Héritage,inclusion, éthique : les leçons des Jeux de Paris 2024

Amélie Oudéa-Castéra, ministre des Sports et des Jeux olympiques et paralympiques lors de Paris 2024 revient sur les enjeux des Jeux : leur organisation, leur impact sociétal, et les défis pour pérenniser un héritage sportif inclusif et durable en France au micro de notre directeur général, Julian Jappert, durant les Conférences Citoyennes du Sport organisé par notre Think tank le 18 décembre dernier.

 

Avez-vous été étonnée du résultat de ces Jeux ?

Oui et non. Ces Jeux ont montré que la France est capable de grandes choses quand elle s’y consacre pleinement. Le travail acharné de nombreux acteurs – Tony [Estanguet], le COJO, les collectivités, le gouvernement – a porté ses fruits. Mais ce qui m’a surpris, c’est l’alchimie. Au-delà de l’organisation parfaite, il y a eu cette magie humaine : l’engagement des champions, l’énergie du public, ces moments de fraternité qui ne peuvent pas être planifiés.

 

Le Think tank Sport et Citoyenneté vous a beaucoup sollicitée sur l’héritage des Jeux. Qu’en pensez-vous aujourd’hui, au regard des précédents Jeux qui n’ont pas particulièrement brillé sur ce sujet ?

À propos de l’héritage, il y a vraiment un carré magique d’exigences à réunir pour que ça marche. Il faut qu’on ait pensé à tous les détails en termes d’organisation. Il faut que nos athlètes soient au meilleur de leur performance, parce qu’on savait que s’il n’y avait pas eu des médailles en nombre, cela n’aurait pas été la fête populaire que cela a été. Il faut embarquer les territoires afin que nous n’ayons pas des enfants qui voient les épreuves sous leurs fenêtres et qui se sentent ostracisés, qui se sentent relégués, éloignés de tout cela. Et la quatrième et dernière condition, c’est l’héritage.

Cet héritage, il fallait l’anticiper. Le porter en amont par des discussions avec tous les partenaires et les présidents de fédérations pour éviter à des enfants et des familles d’attendre un mois et demi après la fin des Jeux pour avoir la chance d’acquérir une licence sportive dans un club et in fine de pratiquer une activité physique.

J’étais obsédée par cela. Et je disais toujours à mes plus grands partenaires, il faut qu’on anticipe parce qu’il va y avoir une vague et il faut qu’on sache y répondre. Il faut que cet afflux de licenciés, qui est une chance extraordinaire pour le sport français et son avenir, nous arrivions à le capturer.
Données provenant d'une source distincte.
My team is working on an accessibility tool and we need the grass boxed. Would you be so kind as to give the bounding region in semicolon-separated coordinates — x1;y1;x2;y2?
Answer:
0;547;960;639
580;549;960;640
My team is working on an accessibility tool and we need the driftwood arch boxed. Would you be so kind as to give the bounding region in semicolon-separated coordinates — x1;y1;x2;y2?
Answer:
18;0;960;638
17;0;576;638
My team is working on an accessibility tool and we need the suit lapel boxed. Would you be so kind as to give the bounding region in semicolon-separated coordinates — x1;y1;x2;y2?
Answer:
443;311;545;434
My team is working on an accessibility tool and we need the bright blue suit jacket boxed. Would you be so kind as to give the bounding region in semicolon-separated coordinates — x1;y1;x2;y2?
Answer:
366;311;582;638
Il faut qu’on soit au rendez-vous, y compris en termes de ressources humaines, d’où cette mobilisation des services civiques et le fait qu’on ait vraiment veillé à promouvoir et accompagner le bénévolat, à la fois sur le volet de la reconnaissance de l’engagement bénévole et de la formation de ces derniers. C’était capital pour moi.

 

En pratique, qu’avez-vous mis en place avec votre ministère et les instances sportives ?
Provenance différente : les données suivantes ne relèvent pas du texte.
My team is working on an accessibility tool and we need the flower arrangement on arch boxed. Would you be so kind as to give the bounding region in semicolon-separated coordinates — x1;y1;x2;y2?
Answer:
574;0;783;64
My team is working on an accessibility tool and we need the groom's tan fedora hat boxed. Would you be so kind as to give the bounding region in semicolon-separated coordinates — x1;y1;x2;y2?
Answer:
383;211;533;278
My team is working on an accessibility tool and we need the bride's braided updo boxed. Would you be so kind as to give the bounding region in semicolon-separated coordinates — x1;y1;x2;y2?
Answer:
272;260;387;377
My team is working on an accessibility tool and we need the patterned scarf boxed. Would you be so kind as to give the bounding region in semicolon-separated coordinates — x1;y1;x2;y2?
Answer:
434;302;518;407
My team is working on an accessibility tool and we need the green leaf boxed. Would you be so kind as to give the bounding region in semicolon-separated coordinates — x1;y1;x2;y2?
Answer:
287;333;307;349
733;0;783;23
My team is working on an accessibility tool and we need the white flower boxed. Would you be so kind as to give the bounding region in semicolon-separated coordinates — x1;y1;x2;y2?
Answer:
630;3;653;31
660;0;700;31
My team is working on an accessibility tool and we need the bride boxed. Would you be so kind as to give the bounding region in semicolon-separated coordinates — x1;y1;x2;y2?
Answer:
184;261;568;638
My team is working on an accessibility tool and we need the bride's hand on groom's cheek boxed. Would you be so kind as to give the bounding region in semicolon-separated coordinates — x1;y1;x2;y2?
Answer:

Depuis plusieurs années, nous avons mis en place des initiatives concrètes, comme le programme des « clubs inclusifs ». En collaboration avec le CPSF, l’État, nos partenaires, la Ville de Paris et le COJO, nous avons permis à 3 000 clubs de se former à l’accueil des personnes en situation de handicap. Cela s’accompagne d’un travail sur les équipements sportifs, un aspect souvent moins visible, car les collectivités locales jouent déjà un rôle central avec 9 milliards d’euros investis chaque année. Mais l’État a également réalisé un effort financier inédit, avec 1,2 milliard d’euros injectés dans les infrastructures sportives depuis 2017 – un niveau jamais atteint sous la République.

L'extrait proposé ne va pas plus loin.